Türk Hava Yolları’nın (THY) davetlisi olarak gittiğim ‘Osaka Expo 2025’te Türkiye tanıtımlarına büyük ilgi olduğuna tanıklık ettim. Japonlar, Türkiye’ye sempati duyuyor ve ilk fırsatta görmeyi arzu ediyor. Bu isteklerini aksiyona dönüştürebilmenin en iyi yolu da bizzat onlara özel sunumlar ve etkinlikler yapmaktan geçiyor. THY, burada çok önemli katkılar yapıyor ve ciddi rol üstleniyor. Nitekim dün Osaka’da New Otani Otel’de sohbet etme imkânı bulduğumuz THY Yönetim Kurulu Başkanı Prof. Dr. Ahmet Bolat; Çin, Japonya, Güney Kore, Tayvan ve Singapur gibi ülkeleri ağırlıklı olarak esas alan bir stratejiyle Türkiye’ye daha çok ziyaretçi getirmek istediklerini anlattı. Ahmet Bolat’ın çok önemli başka açıklamaları da oldu, bunları bir sonraki yazımda paylaşacağım.
THY’nin İstanbul Osaka uçağında konuşma fırsatı bulduğum Ticaret Bakanı Prof. Dr. Ömer Bolat, Türkiye’nin Asya’daki konumunu güçlendirmeyi çok kritik gördüklerini, bu doğrultuda Japonya’ya ayrı bir önem verdiklerini ifade etti. Nitekim Bakanlık, Türkiye ile Japonya arasındaki bağların güçlendirilmesi, bunun dış ticaret ve yatırımlara yansıması için yoğun bir çalışma içinde.

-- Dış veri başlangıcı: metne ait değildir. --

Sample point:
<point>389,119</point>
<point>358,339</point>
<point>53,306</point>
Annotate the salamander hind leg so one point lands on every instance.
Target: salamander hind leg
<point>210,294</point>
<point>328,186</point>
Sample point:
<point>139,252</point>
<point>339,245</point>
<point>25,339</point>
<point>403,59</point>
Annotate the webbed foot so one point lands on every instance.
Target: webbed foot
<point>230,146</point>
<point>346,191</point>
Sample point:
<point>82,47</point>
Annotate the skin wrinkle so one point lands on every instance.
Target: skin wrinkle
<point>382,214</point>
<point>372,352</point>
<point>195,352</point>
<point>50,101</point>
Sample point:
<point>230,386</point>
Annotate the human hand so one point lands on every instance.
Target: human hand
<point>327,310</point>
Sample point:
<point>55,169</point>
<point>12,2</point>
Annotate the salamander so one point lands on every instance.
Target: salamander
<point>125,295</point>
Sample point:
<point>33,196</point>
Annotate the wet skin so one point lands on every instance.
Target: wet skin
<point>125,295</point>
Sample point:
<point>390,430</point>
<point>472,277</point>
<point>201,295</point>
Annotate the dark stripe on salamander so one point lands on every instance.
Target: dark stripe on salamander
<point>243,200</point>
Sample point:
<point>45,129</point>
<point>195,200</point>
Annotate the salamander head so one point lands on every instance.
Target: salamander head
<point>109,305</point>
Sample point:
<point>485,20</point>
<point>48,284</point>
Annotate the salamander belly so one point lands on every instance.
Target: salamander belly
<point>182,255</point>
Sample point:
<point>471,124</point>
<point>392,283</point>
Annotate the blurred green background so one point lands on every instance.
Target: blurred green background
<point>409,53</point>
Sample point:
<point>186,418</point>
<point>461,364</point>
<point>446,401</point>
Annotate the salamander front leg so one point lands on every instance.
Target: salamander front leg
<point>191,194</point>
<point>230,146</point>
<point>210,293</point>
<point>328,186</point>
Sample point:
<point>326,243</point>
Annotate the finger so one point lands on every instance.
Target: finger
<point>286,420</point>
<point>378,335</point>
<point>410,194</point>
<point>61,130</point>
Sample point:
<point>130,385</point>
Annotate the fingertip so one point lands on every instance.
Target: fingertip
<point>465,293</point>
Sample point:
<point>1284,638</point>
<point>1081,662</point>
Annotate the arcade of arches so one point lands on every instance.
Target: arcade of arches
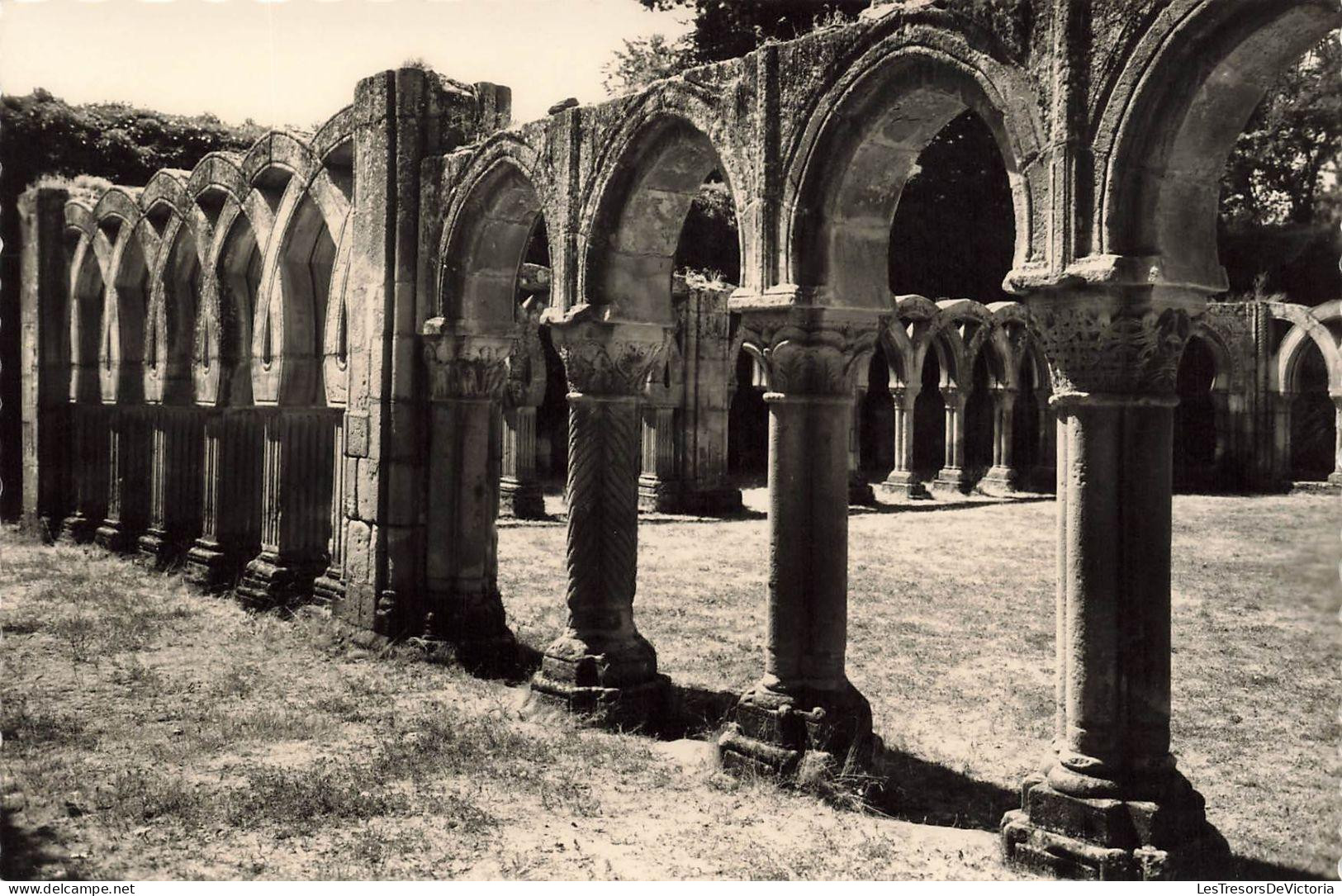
<point>325,365</point>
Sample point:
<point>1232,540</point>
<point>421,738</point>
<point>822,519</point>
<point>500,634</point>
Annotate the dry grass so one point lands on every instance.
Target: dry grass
<point>154,732</point>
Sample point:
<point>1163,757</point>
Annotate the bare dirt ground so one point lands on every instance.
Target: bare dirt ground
<point>154,732</point>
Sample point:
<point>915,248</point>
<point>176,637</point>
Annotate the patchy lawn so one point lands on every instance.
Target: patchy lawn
<point>154,732</point>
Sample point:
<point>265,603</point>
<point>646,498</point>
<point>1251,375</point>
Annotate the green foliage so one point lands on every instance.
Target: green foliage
<point>1284,164</point>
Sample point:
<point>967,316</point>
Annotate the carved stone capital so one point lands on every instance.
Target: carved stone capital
<point>605,356</point>
<point>463,361</point>
<point>1101,348</point>
<point>813,352</point>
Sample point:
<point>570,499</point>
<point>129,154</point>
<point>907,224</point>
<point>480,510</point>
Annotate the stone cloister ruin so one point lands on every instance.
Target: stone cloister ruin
<point>315,367</point>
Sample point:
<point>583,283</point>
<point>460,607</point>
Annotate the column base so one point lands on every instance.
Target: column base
<point>1091,838</point>
<point>156,549</point>
<point>114,537</point>
<point>272,581</point>
<point>329,589</point>
<point>211,567</point>
<point>953,479</point>
<point>861,491</point>
<point>779,734</point>
<point>672,496</point>
<point>521,500</point>
<point>616,683</point>
<point>903,481</point>
<point>77,529</point>
<point>1003,479</point>
<point>474,623</point>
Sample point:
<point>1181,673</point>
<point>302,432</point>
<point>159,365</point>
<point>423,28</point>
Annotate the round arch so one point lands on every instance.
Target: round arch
<point>1174,116</point>
<point>861,146</point>
<point>635,212</point>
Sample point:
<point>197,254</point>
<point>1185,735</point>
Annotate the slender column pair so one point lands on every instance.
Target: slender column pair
<point>128,476</point>
<point>175,481</point>
<point>519,487</point>
<point>601,663</point>
<point>804,713</point>
<point>296,513</point>
<point>1110,803</point>
<point>659,476</point>
<point>902,476</point>
<point>230,496</point>
<point>329,586</point>
<point>1335,476</point>
<point>89,429</point>
<point>1003,472</point>
<point>467,367</point>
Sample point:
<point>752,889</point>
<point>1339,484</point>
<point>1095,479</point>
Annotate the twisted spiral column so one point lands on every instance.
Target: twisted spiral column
<point>89,462</point>
<point>601,663</point>
<point>296,515</point>
<point>804,704</point>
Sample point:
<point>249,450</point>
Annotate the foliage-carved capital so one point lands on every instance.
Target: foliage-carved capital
<point>463,363</point>
<point>605,356</point>
<point>1118,350</point>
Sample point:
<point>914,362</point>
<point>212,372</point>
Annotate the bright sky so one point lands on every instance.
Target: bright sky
<point>294,62</point>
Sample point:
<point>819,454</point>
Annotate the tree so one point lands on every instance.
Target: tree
<point>1283,167</point>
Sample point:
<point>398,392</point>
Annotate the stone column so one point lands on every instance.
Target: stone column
<point>951,476</point>
<point>90,471</point>
<point>1112,804</point>
<point>902,478</point>
<point>128,494</point>
<point>466,372</point>
<point>519,487</point>
<point>1335,476</point>
<point>175,478</point>
<point>659,478</point>
<point>804,710</point>
<point>230,498</point>
<point>1003,475</point>
<point>329,586</point>
<point>296,506</point>
<point>601,663</point>
<point>859,490</point>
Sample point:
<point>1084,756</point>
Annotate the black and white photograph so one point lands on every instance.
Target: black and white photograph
<point>670,440</point>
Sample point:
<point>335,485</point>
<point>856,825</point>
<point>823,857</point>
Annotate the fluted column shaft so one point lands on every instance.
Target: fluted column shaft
<point>804,702</point>
<point>601,661</point>
<point>1335,476</point>
<point>659,474</point>
<point>466,371</point>
<point>519,487</point>
<point>330,586</point>
<point>1114,365</point>
<point>296,505</point>
<point>89,424</point>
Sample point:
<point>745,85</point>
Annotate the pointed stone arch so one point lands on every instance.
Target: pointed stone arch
<point>862,140</point>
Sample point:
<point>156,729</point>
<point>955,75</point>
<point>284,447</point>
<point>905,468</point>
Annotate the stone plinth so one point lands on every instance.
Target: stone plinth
<point>804,710</point>
<point>466,372</point>
<point>601,663</point>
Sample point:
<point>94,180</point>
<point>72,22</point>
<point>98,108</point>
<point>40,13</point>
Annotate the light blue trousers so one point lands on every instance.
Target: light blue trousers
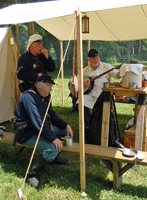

‘Osaka Expo 2025’te geleceğin sağlık sistemleri, döngüsel ekonomi ve karbon nötr yaşam, yapay zekâ ile desteklenen toplumlar, kültürlerarası diyalog, gençler ve eğitimde eşitlik öne çıkan başlıklar arasında.
Japon halkı, Türkiye’ye karşı tarihsel bir sempatiye sahip. 1890’daki Ertuğrul Fırkateyni hadisesinden bu yana oluşan duygusal bağ, yalnızca bir dostluk hikâyesi değil; aynı zamanda iki halkın birbirine gösterdiği nezaketin ve merakın da simgesi. İran’da mahsur kalan Japon vatandaşlarının THY uçağıyla gerçekleştirilen bir tahliye operasyonuyla İstanbul’a getirilip oradan ülkelerine ulaştırılması hiç unutulmamış. Japonlar her fırsatta bu yardıma dönük minnetlerini tekrarlıyor. Görebildiğim kadarıyla Japon turistlerin, son yıllarda Kapadokya ve Pamukkale gibi destinasyonlara gösterdiği artan ilgiye, Expo sonrasında yeni adresler de eklenecek: Mardin’in taş sokakları, Karadeniz’in sisli yaylaları, Boğaz’ın mistik silüeti...
Dünya fuarları, ülkeler için yalnızca bir tanıtım değil, aynı zamanda yumuşak güç uygulaması olarak görülmeli. Kültürel diplomasinin en rafine araçlarından biri olan bu tür organizasyonlarda, Türkiye akıllı ve yenilikçi bir stratejiyle ekonomi, turizm ve uluslararası prestij açısından da büyük geri dönüşler sağlayabilir.
Japonya; disiplinin, estetiğin ve teknolojik zarafetin merkezi olarak dünya fuarlarına ev sahipliği yaparken yalnızca ev sahibi değil, aynı zamanda geleceğin ruhunu şekillendiren bir aktör. Türkiye ile Japonya’nın her alanda daha yakın olması bu bakımdan çok değerli.
İstanbul ve depremden etkilenen illerimize, ülkemize büyük geçmiş olsun. Depremlere hazır olmadığımız gerçeğiyle bir dakika kaybetmeden seferber olalım.